3. „Nick of Time” - 31 grudnia, 16:00

Choć mniej znany niż późniejszy odcinek, w którym wypowiada słynną linię „Tam jest coś na skrzydle”, pierwszy Shatner Strefa mroku wygląd jest ogólnie lepszy. Napisany przez słynnego autora „I Am Legend” Richarda Mathesona, odcinek przedstawia Shatnera jako nerwowego nowożeńca, który ulega maszynie wróżenia, która jego zdaniem jest śmiertelnie dokładna. Zarazem metafora poddania się więzi małżeńskiej, jest także zjadliwą krytyką przesądów w obliczu niepewności.

2. „To dobre życie” - 1 stycznia, godz. 21:00

Ten odcinek, zaadaptowany z opowiadania o tym samym tytule autorstwa Jerome'a ​​Bixby'ego, jest wciąż dość popularny, ale jest tego wart. Zagubieni w kosmosie aktor Bill Mumy przeżywa fantazje każdego dziecka i ma pełną telepatyczną kontrolę nad wszystkim i wszystkimi w mieście Peaksville: może teleportować rzeczy i wskrzeszać umarłych, a może nawet nie być człowiekiem. Trzyma dorosłych wokół siebie w coraz trudniejszych okolicznościach, jak niepokojące poczucie dziecinnego przerażenia. To był bardzo lubiany odcinek, który w 1983 roku przerobił reżyser Joe Dante Twilight Zone: The Movie.

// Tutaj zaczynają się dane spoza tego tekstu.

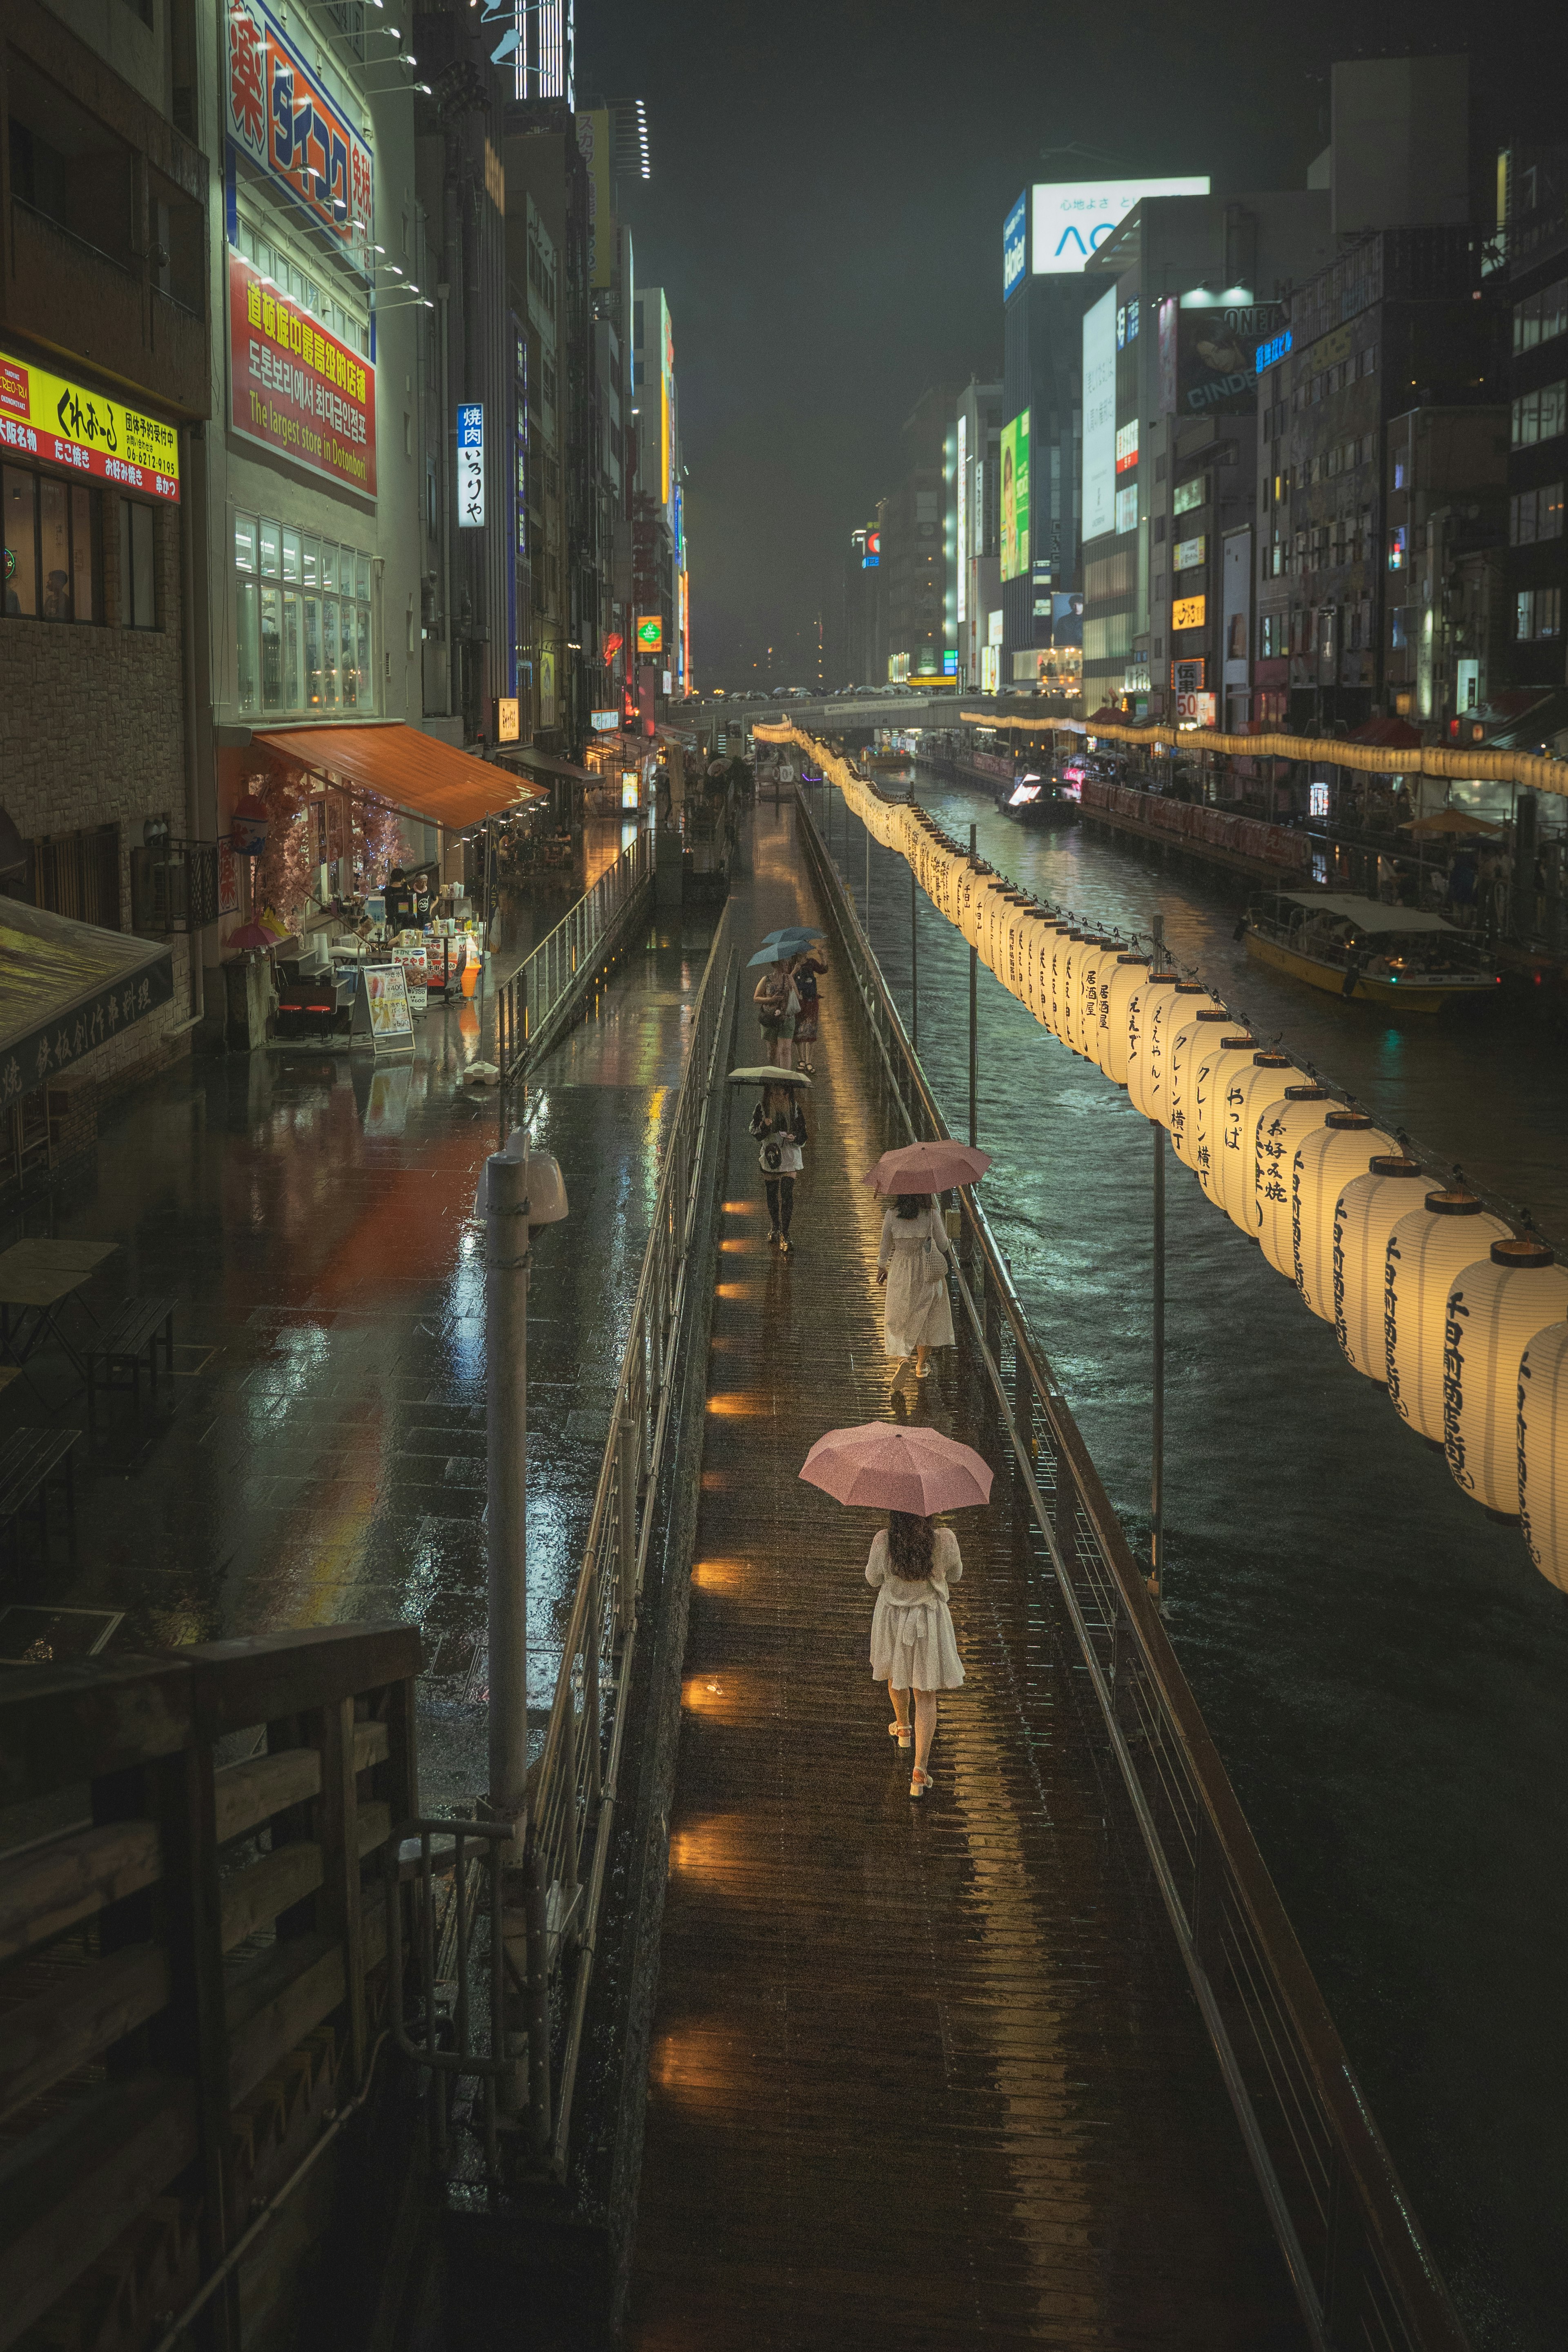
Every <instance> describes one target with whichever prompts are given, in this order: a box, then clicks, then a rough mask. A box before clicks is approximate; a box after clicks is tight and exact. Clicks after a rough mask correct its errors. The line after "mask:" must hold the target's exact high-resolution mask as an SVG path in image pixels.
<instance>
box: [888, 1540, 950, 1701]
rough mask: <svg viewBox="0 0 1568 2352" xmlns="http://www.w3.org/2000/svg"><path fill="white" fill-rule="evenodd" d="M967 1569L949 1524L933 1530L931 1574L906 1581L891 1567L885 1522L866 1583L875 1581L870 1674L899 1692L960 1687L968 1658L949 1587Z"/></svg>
mask: <svg viewBox="0 0 1568 2352" xmlns="http://www.w3.org/2000/svg"><path fill="white" fill-rule="evenodd" d="M961 1573H964V1559H961V1557H959V1538H957V1536H954V1534H952V1529H950V1526H938V1529H933V1557H931V1576H922V1578H919V1583H905V1578H903V1576H893V1571H891V1569H889V1548H886V1526H879V1529H877V1534H875V1538H872V1557H870V1559H867V1562H865V1583H867V1585H877V1609H875V1613H872V1675H875V1677H877V1682H891V1684H893V1689H896V1691H957V1689H959V1684H961V1682H964V1661H961V1658H959V1644H957V1637H954V1632H952V1609H950V1606H947V1585H950V1583H957V1581H959V1576H961Z"/></svg>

1. Śpiewa Body Electric - 1 stycznia, godz. 22:30

100. Strefa mroku odcinek to jedyny scenariusz do serialu Raya Bradbury'ego, a charakterystyczne oznaki mistrza krótkiego opowiadania są tutaj wszędzie.

Wdowiec kupuje robotyczną babcię, aby pomóc wychować swoje dzieci, ale wrodzony smutek sztucznej inteligencji pojawia się, gdy epizod przeskakuje w czasie, a kochana niegdyś babcia staje się przestarzała - szczególnie ludzkie doświadczenie dla robota. Końcowa narracja Serlinga jest zarówno zabawna, jak i doskonała, typowa dla Strefa Zmierzchu samo: „Bajka? Z całą pewnością. Ale kto może powiedzieć, że w jakimś odległym momencie może powstać linia produkcyjna wytwarzająca delikatny produkt w postaci babci, której zapasem w handlu jest miłość. Bajka, jasne, ale kto to powie?